If I were careless, or worse, in my work in the media such that I made the numbers as scary as possible, some might suspect me of being a bully who positively wanted people to be afraid. They’d have a point.
If I write a scientific paper, why should the judgement be different? Perhaps, in my defence, I think that making people take notice is the right way to talk about this risk: “I’m not scaring people, I’m saving them.” Perhaps I think they don’t need to make up their own minds as I’ve already used my superior judgment to decide that the risks are too great. Perhaps I think that everyone knows the incidence of cardiac arrests and so they know what the relative risks imply. Perhaps I think you can extract the relevant information from the tables in my paper, do your own calculation and come up with the absolute risks, so what’s the problem? (Well, sometimes you can, if you know how — though not in this case since not all the crucial figures were in there).
But why should you have to do all this work?
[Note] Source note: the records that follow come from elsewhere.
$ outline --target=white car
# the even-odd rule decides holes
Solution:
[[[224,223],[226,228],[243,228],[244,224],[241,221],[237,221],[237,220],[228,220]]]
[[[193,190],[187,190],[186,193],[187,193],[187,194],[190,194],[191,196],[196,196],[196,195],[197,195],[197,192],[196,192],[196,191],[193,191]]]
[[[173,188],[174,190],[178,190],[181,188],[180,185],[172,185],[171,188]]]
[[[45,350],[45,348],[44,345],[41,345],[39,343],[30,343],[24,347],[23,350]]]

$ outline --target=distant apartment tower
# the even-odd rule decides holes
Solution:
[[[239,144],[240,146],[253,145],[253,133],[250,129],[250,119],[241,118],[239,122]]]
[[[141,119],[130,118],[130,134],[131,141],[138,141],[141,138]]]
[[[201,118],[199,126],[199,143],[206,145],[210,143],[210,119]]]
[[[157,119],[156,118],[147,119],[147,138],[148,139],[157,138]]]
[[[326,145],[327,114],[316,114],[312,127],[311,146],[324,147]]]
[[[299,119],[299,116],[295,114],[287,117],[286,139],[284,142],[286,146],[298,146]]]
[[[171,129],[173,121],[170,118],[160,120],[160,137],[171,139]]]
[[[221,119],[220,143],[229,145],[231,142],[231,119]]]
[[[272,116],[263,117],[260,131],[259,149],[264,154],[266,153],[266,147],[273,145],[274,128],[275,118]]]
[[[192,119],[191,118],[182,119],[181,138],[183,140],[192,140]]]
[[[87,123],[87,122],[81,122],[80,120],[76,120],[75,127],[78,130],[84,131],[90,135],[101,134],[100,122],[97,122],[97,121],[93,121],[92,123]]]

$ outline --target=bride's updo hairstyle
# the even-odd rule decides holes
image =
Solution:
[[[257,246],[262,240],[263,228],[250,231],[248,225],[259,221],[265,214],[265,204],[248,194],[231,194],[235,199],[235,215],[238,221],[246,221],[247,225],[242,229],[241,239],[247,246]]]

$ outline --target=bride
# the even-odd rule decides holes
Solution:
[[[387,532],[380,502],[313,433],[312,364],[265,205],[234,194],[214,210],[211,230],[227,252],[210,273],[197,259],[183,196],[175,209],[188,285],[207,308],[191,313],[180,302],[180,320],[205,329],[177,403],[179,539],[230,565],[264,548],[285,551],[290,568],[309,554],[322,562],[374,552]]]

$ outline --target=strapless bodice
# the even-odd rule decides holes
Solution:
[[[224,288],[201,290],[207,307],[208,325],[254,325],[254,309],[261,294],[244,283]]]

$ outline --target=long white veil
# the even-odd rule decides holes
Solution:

And should you trust me if I use the kind of reporting an unscrupulous journalist might use when trying to produce the biggest, scariest number possible?
I’d like to be helpful, not merely critical, so let me put it like this: credibility is enhanced by varied framing.
People’s intentions in writing a paper or press release about a risk may be perfectly honourable. I’ve no doubt that often they are. But if they want to reassure their wider readership that they are not playing a risk up or down — if they truly want others to be able to assess the magnitude of a risk and make up their own mind about what to do — they should include some simple, clear, prominent, absolute numbers. Otherwise, I simply cannot tell if this is really a big problem. In short, anything press released about risk should include absolute numbers. Full stop.